Stephanie, die Partnerin von Mark, überrascht mit der Frage,
was eine Agentur denn überhaupt ausmacht. Sie arbeitet in der Verwaltung einer
Klinik und da achtet man auf die technische Ausstattung und darauf, welches
Image die Klinik in Bezug auf bestimmte Therapiefelder hat. Gute Frage!
Claudia, die Freundin von Pascal, berichtet darüber, dass der Notar, für den
sie arbeitet, hauptsächlich von dem Netzwerk profitiere, das er sich aufgebaut
hat. Er verfüge zwar über profunde Kenntnisse in Bezug auf Markenrechte etc., aber
sie habe den Eindruck, dass die wenigsten Mandanten das überhaupt erkennen und
beurteilen können. Ihnen reiche das gute Gefühl der gezielten Empfehlung scheinbar
völlig aus.
Wir „Jungs“ schauen uns an und stellen eine gewisse
Unsicherheit fest. Ja, was ist es denn, was eine Agentur wirklich ausmacht? Die
technische Einrichtung, analog zu der Klinik von Stephanie ist es eher nicht.

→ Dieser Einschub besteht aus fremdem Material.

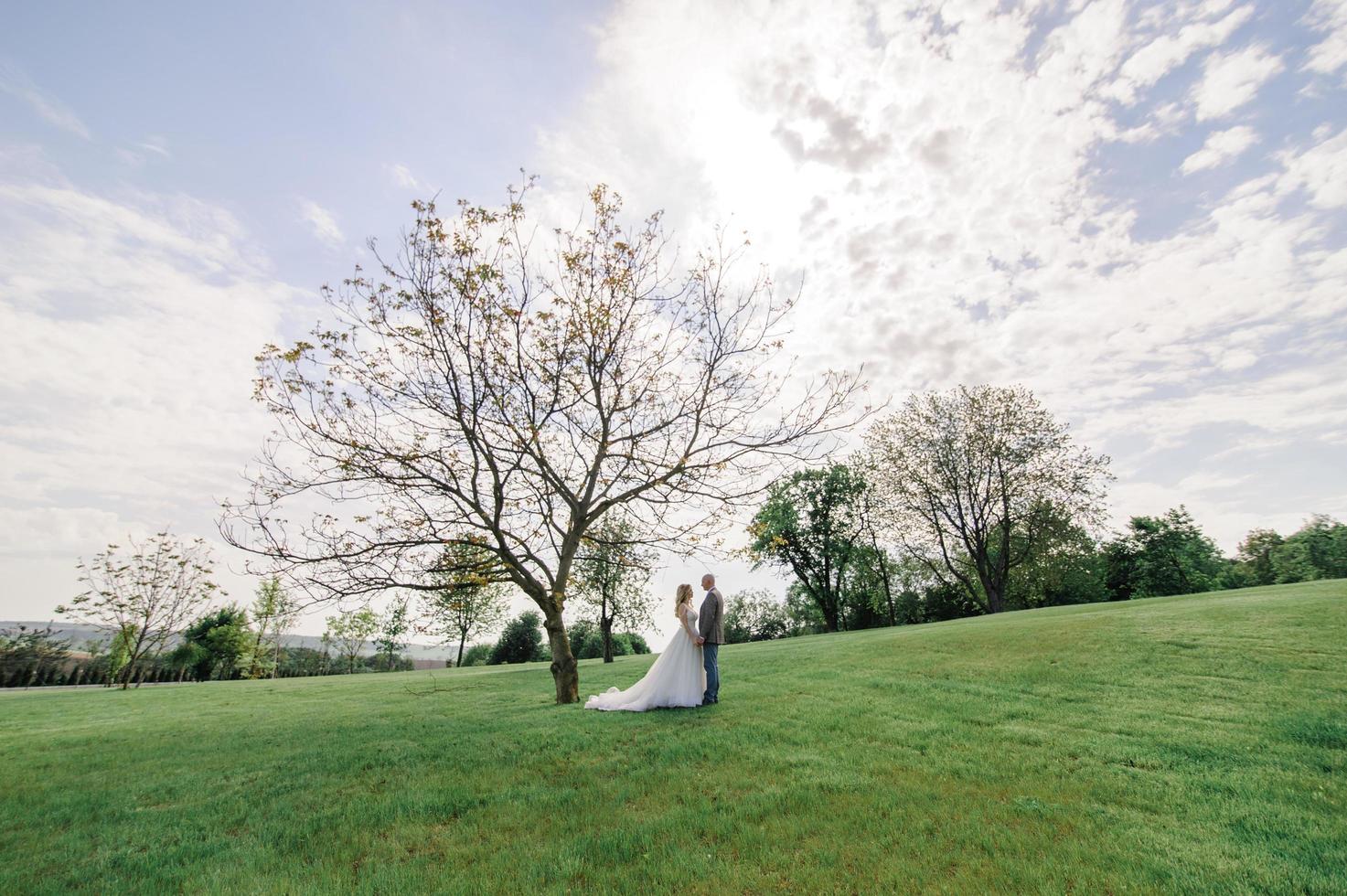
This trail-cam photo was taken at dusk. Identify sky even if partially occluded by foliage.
[0,0,1347,646]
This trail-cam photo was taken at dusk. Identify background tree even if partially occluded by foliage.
[327,606,379,674]
[374,595,412,671]
[57,531,221,688]
[724,589,789,644]
[248,575,299,677]
[572,517,655,663]
[866,385,1108,613]
[175,605,256,682]
[749,464,865,632]
[1267,513,1347,583]
[461,644,496,666]
[0,625,70,688]
[857,483,898,625]
[489,611,543,666]
[423,539,509,666]
[1235,529,1284,586]
[221,180,860,703]
[1108,506,1225,597]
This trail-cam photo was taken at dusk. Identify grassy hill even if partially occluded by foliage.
[0,581,1347,893]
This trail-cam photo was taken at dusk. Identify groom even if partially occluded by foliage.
[697,572,724,706]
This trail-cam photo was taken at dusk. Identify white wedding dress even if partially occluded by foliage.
[584,606,706,713]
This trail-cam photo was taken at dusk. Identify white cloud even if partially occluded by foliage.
[0,179,307,618]
[0,62,91,140]
[540,1,1347,560]
[299,199,345,247]
[384,162,425,190]
[1105,4,1254,105]
[1278,128,1347,208]
[1182,125,1258,174]
[1192,45,1284,122]
[1304,0,1347,74]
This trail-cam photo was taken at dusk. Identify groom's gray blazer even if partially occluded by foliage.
[697,588,724,644]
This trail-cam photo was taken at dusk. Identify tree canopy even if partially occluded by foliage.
[221,177,860,702]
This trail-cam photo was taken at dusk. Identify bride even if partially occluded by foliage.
[584,585,706,713]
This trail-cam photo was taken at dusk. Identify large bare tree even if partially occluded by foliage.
[221,177,860,703]
[863,385,1110,613]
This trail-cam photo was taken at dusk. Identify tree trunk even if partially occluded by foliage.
[543,603,581,703]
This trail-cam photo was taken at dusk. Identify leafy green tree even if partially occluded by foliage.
[422,538,509,666]
[1006,516,1108,609]
[786,581,827,637]
[248,575,299,677]
[459,644,495,666]
[1235,529,1284,586]
[1108,504,1225,600]
[374,597,412,671]
[572,517,655,663]
[182,605,256,682]
[1270,513,1347,583]
[749,464,865,632]
[1269,537,1319,585]
[863,385,1110,613]
[326,606,379,674]
[490,611,547,666]
[57,531,221,688]
[724,589,791,644]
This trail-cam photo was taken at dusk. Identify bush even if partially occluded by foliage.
[464,644,495,666]
[489,611,546,666]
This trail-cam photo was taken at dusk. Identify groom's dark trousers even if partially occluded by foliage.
[701,641,721,703]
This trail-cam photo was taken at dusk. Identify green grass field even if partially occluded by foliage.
[0,581,1347,893]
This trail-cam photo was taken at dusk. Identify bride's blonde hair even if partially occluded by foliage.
[674,585,692,615]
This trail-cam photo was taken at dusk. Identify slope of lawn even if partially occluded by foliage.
[0,581,1347,893]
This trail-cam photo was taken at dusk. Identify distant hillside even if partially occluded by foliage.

Das Know-how, analog zu Claudias Notar spielt dabei sicherlich eine Rolle. Es
wird aber selten als Spezialisierung herausgestellt und aktive Empfehlungen sind
in der Agenturszene ja auch eher die Ausnahme. Wir geben uns wirklich Mühe, den
Markenkern einer typischen Kommunikationsagentur zu definieren. Heraus kommt
dabei, dass eine Agentur ein Konglomerat aus Unternehmensberatung und
Manufakturbetrieb darstellt. Und in der Summe stets ein auf Personen
begründetes Leistungsversprechen verkauft.

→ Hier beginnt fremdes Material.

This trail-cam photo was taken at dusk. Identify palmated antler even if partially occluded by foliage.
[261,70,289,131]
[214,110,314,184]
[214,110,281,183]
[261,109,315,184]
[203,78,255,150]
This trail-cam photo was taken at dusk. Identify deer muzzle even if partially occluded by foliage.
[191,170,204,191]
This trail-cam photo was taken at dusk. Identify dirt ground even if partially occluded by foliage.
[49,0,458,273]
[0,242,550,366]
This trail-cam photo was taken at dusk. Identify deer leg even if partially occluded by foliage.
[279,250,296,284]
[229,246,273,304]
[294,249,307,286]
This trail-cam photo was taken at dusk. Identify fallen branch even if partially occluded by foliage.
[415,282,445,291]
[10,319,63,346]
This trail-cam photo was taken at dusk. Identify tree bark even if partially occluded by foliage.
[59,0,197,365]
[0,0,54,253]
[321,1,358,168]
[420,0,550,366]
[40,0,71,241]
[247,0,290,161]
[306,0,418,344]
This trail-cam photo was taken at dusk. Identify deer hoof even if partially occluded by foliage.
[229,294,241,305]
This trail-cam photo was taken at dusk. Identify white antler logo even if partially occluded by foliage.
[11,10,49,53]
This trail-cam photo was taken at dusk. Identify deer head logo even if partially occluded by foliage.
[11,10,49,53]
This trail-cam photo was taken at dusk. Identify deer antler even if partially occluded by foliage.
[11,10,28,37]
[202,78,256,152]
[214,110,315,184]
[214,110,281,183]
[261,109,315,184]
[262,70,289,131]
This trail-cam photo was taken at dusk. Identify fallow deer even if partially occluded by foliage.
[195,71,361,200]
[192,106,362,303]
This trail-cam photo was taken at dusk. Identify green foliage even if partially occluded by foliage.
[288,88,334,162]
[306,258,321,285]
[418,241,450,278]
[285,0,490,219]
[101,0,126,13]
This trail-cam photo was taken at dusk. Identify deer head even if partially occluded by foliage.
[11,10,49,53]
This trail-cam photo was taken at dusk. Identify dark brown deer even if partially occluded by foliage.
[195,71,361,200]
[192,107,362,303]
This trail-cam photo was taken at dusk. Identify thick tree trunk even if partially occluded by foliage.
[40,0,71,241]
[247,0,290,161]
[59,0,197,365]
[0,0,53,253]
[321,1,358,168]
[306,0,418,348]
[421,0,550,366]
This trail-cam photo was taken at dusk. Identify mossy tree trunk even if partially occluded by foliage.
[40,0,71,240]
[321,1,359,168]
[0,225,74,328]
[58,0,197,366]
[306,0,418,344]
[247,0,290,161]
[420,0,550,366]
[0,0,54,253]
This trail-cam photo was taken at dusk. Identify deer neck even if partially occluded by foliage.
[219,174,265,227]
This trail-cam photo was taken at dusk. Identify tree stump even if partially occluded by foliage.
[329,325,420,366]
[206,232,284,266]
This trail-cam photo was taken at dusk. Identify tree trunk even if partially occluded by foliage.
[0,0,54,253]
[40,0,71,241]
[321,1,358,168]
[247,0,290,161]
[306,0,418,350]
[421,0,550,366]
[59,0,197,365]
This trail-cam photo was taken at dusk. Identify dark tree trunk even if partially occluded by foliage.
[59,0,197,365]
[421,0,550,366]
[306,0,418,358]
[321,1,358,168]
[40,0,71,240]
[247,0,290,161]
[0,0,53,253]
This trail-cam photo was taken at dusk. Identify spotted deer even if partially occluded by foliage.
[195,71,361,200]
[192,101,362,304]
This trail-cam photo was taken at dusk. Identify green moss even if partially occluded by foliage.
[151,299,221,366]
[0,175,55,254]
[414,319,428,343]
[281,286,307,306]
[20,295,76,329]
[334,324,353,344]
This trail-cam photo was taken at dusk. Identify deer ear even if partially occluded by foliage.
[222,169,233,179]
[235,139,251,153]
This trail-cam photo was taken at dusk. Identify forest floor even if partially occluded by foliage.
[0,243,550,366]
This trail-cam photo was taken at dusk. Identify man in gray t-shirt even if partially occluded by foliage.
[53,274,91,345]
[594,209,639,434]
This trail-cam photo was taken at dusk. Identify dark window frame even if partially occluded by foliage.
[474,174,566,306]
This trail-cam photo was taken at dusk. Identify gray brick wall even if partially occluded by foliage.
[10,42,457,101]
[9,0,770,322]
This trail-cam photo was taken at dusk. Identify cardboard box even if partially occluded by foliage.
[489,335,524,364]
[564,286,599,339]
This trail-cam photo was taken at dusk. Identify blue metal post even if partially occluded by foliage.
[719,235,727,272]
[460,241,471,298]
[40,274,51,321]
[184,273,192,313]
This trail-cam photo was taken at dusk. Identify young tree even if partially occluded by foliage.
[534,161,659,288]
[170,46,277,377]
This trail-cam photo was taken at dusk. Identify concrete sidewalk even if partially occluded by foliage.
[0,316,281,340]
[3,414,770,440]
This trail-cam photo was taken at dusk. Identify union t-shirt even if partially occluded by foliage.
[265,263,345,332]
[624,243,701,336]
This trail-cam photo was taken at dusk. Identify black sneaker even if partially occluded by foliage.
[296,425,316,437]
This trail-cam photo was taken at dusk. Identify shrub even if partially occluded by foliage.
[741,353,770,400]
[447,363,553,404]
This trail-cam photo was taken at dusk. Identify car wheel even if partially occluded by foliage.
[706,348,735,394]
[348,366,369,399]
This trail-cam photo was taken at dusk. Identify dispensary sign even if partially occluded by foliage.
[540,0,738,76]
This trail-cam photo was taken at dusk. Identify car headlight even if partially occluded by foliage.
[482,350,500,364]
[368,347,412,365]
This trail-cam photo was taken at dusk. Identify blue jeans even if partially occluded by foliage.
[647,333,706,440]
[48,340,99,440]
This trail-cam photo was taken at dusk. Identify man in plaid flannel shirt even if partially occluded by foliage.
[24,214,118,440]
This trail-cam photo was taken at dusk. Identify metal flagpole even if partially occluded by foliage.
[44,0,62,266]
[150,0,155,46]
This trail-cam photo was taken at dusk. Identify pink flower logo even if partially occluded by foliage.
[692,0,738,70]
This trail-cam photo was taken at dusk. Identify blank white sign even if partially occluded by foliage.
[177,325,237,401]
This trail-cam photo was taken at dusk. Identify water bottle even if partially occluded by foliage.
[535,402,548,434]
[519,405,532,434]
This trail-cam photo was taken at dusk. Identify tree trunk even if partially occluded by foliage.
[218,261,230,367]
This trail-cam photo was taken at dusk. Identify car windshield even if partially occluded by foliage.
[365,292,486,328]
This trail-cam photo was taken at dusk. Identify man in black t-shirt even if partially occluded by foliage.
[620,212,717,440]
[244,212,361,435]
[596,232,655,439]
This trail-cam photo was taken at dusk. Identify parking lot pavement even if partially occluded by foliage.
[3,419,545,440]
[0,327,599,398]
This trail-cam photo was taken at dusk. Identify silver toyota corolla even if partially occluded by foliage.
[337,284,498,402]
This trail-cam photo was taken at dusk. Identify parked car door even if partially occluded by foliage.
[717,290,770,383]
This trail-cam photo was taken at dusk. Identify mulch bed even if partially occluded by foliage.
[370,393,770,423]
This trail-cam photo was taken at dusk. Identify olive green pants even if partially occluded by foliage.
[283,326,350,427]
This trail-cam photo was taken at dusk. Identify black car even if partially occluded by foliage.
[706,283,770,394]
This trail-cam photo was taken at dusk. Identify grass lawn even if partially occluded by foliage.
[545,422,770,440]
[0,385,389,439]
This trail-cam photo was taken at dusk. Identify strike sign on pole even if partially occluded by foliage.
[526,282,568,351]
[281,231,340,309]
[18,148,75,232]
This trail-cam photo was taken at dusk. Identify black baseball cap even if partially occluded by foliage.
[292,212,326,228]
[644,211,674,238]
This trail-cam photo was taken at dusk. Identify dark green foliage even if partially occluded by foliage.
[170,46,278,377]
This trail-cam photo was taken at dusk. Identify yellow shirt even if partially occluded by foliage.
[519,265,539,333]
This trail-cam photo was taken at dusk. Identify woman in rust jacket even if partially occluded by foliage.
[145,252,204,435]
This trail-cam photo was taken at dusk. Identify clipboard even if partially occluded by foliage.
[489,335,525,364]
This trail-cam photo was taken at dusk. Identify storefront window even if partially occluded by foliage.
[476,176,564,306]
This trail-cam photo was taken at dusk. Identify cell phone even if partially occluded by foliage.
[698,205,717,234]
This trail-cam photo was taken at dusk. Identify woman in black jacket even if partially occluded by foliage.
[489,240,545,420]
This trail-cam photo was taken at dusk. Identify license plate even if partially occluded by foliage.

Und damit zeigt sich ja schon das Dilemma, welches wir in
unseren Neugeschäftsaktivitäten immer wieder spüren. Sucht der Auftraggeber in Zeiten
des unüberschaubaren Angebotes nicht nach etwas anderem als dem, was wir ihm so
anbieten? Wie zum Beispiel der Sicherheit, auch seinen internen Widersachern
gegenüber argumentieren zu können, warum er gerade uns als Agentur gewählt hat?
Wie ist es bestellt mit der Agenturmarke, von der so gerne gesprochen wird? Wer
kann diesen Anspruch als Agentur wirklich erfüllen und wodurch? Wir erinnern
uns daran, was wir auf der Uni dazu lernten. Hans Domizlaff definierte Marke
als „Anspruch auf Sicherung einer Monopolstellung in der Psyche des Kunden“.

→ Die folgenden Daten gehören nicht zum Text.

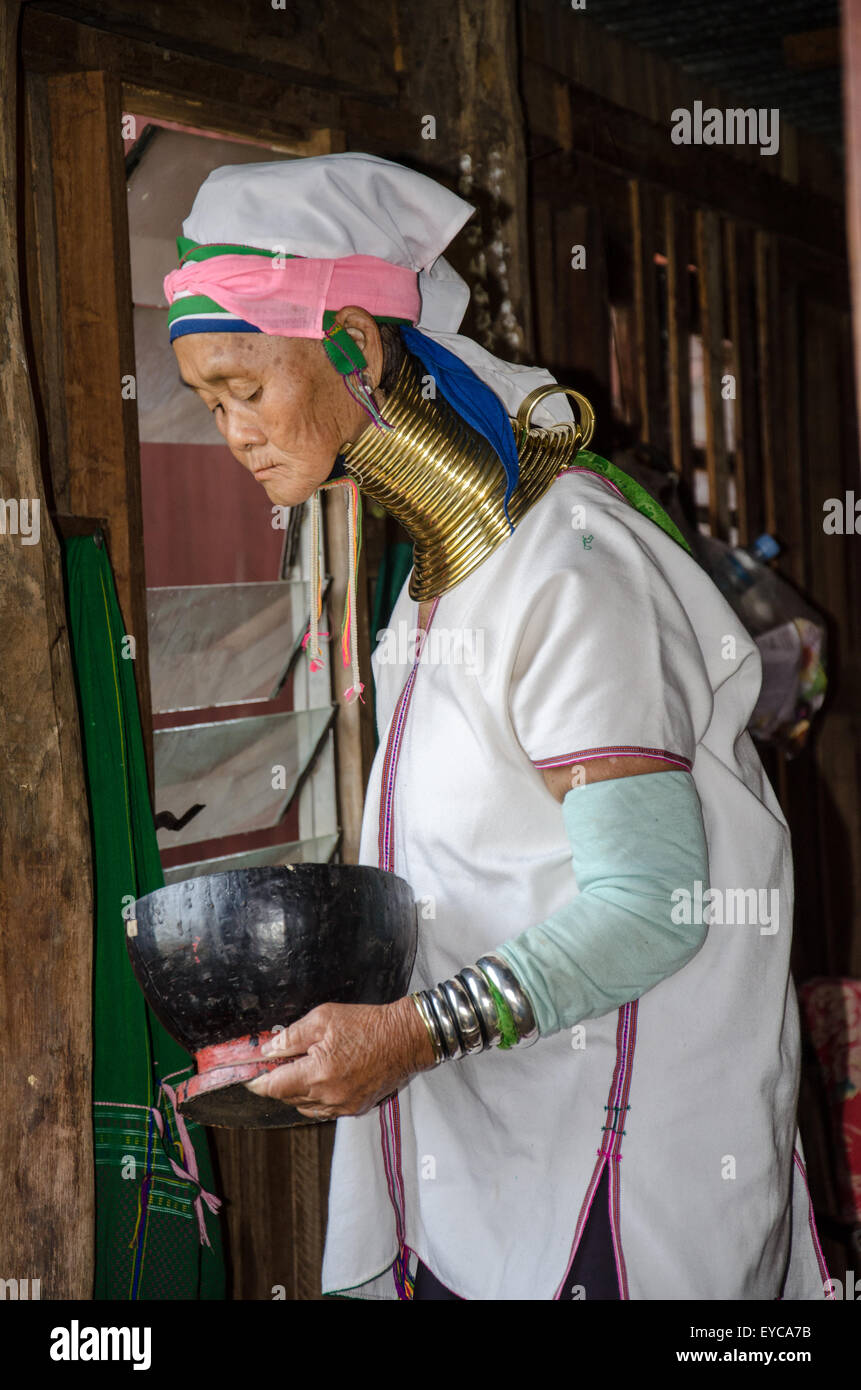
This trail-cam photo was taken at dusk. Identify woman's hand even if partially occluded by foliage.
[245,998,434,1119]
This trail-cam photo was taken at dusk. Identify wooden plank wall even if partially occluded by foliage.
[520,0,861,1270]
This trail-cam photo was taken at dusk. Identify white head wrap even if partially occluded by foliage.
[182,152,572,424]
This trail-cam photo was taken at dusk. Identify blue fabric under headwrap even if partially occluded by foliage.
[397,324,520,531]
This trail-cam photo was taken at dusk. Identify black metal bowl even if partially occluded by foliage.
[127,863,417,1125]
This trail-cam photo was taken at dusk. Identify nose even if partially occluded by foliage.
[216,407,266,467]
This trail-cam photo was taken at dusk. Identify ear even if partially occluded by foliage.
[335,304,383,391]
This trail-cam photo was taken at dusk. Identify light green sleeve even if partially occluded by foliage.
[497,771,708,1036]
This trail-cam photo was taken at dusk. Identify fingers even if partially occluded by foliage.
[245,1059,314,1105]
[260,1009,325,1056]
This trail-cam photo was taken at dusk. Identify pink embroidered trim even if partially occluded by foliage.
[533,744,693,771]
[377,596,440,1300]
[554,464,627,502]
[793,1148,836,1301]
[554,999,638,1300]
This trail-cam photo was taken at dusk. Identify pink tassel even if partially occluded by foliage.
[153,1081,221,1250]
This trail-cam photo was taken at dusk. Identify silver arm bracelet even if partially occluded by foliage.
[410,990,445,1066]
[412,955,538,1066]
[476,955,538,1047]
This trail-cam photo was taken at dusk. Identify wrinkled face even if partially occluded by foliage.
[172,318,369,506]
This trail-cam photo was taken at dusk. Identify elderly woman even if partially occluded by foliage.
[166,154,828,1300]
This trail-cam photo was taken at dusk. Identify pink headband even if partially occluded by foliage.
[164,254,421,338]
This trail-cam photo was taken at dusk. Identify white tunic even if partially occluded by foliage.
[323,467,828,1300]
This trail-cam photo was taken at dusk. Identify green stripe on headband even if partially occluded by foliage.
[177,236,287,265]
[167,236,410,377]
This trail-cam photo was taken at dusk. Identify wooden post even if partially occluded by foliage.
[0,4,95,1298]
[629,178,668,449]
[663,193,694,495]
[842,0,861,467]
[697,209,729,541]
[46,72,153,788]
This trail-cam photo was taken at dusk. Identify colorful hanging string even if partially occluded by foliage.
[302,478,364,705]
[302,341,392,705]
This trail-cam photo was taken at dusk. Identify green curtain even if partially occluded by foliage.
[63,535,224,1300]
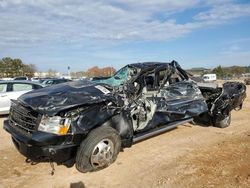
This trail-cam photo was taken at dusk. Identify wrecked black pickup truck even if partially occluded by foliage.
[4,61,246,172]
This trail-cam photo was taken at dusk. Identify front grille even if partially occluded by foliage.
[9,101,40,133]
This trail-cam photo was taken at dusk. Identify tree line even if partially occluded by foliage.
[0,57,36,78]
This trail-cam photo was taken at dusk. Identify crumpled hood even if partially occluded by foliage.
[18,81,114,115]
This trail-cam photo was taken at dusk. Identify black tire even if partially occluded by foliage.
[76,126,121,173]
[214,113,231,128]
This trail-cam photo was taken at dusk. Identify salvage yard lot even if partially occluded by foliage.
[0,86,250,187]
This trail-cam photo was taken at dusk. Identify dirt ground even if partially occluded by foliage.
[0,86,250,188]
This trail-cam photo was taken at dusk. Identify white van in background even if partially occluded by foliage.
[202,74,216,82]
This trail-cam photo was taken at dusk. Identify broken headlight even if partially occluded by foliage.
[38,116,71,135]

Was für ein Anspruch! Schnell tauchten Beispiele wie
„Heimat“ oder „Jung von Matt“ auf. Selbst an „Springer & Jacoby“ erinnerten
wir uns noch oder an Personen wie Thomas Rempen oder Michael Schirner. Wir waren
uns nicht so ganz einig darüber, ob der ehemals große Name „von Mannstein“ der
heute noch existierenden Agentur immer noch hilft.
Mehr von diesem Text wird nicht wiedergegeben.